Monday, October 26, 2009
Putting on a happy face...
Im sitting here in my living room and I have had a fairly good day. The kids are happy and healthy and played very hard this morning! There have been many blessings in my life that I am so thankful for. My kids, my family , my husband, some of my close friends..... There really is alot to be joyful for.
But today the nagging ache in my heart is very prominet. I don't know what the normal is for other woman in my situation but I am guessing it is much like mine. Every morning when I wake up I instinctly reach over to the otherside of the bed. It takes about 5 seconds to remember he isn't home. When I am fixing breakfast for the kids occasionaly I will grab the fourth plate or the fourth glass. Once I even cooked and egg for him. He wasn't home and hadn't been for months. During the afternoons while the kids are outside playing I catch myself thinking " I wonder when Levi will... " the thought trails off beacuse I know he isn't coming home. At dinner I watch the kids and wish he could see them, hear them, laugh with them, but he can't. When the kids are in bed for the night asking about him I constantly finding myself repeating the phrases " Papa is in the Army and the Army needs him in Korea" or "Remember Papa is a soldier and he has to be gone for a long time." At bedtime lately I find myself sleeping on the coutch rather then in the large bed. It feels less empty, less lonely.

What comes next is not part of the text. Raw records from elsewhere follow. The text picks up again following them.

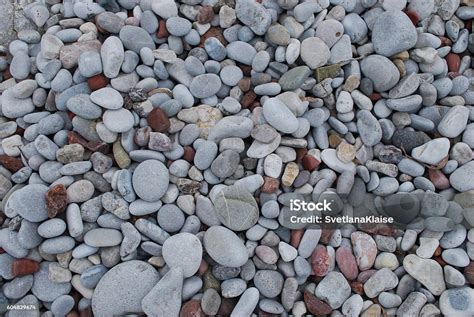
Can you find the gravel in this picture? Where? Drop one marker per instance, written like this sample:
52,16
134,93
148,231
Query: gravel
164,144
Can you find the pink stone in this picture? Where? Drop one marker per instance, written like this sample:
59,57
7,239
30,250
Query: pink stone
320,261
365,249
346,261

The rare moments we get to talk to him is what makes our world here at home go round. The kids love hearing his voice and telling them about their day. I love hearing him knowing he is safe. I know he's lying when he tells me everything is fine or it's going by quick or I'll be home soon in an upbeat voice. I know he is lying because i lie too. I had the privillage of meeting with some very wise women who where married to soldiers once. They told me ... don't make big changes while he is gone, try your hardest not to cry when you talk to him, make him believe you are happy as heck. I fail miserably at this. Home misses him as much as he misses home. I cry when I talk to him if I accedently remind myself that when he "comes home" its only for a few months.

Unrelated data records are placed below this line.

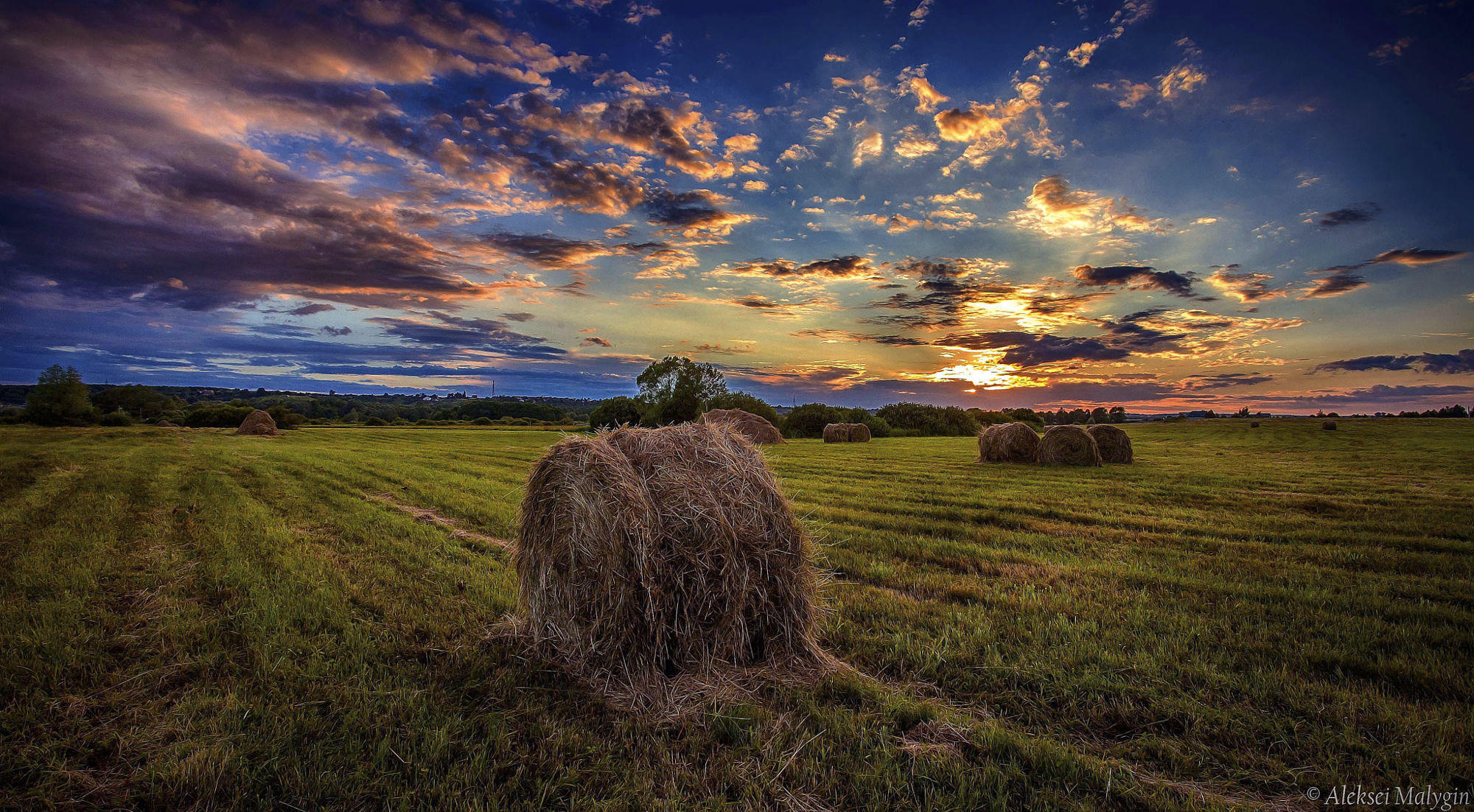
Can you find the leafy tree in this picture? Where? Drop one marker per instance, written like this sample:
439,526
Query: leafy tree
677,390
808,421
617,412
144,403
116,419
60,399
878,427
922,419
747,403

Today is one of those days that everything at home reminds me of Levi. It's good knowing that everything reminds me of him. It helps miss him less most times. But today it is making me wish he was home here with me and the kids...
The quiet part of my day is nap time. And I hear my kids rustling around upstairs that means noise and fun chaos... Time to Put on my happy face...Maybe we will go ride bikes in the front with the neighbor kids! Thats always fun.
P.S. It is really a beautiful day outside. Go play outside get fresh air and soak up the sun. It's a good way to put on a happy face!!!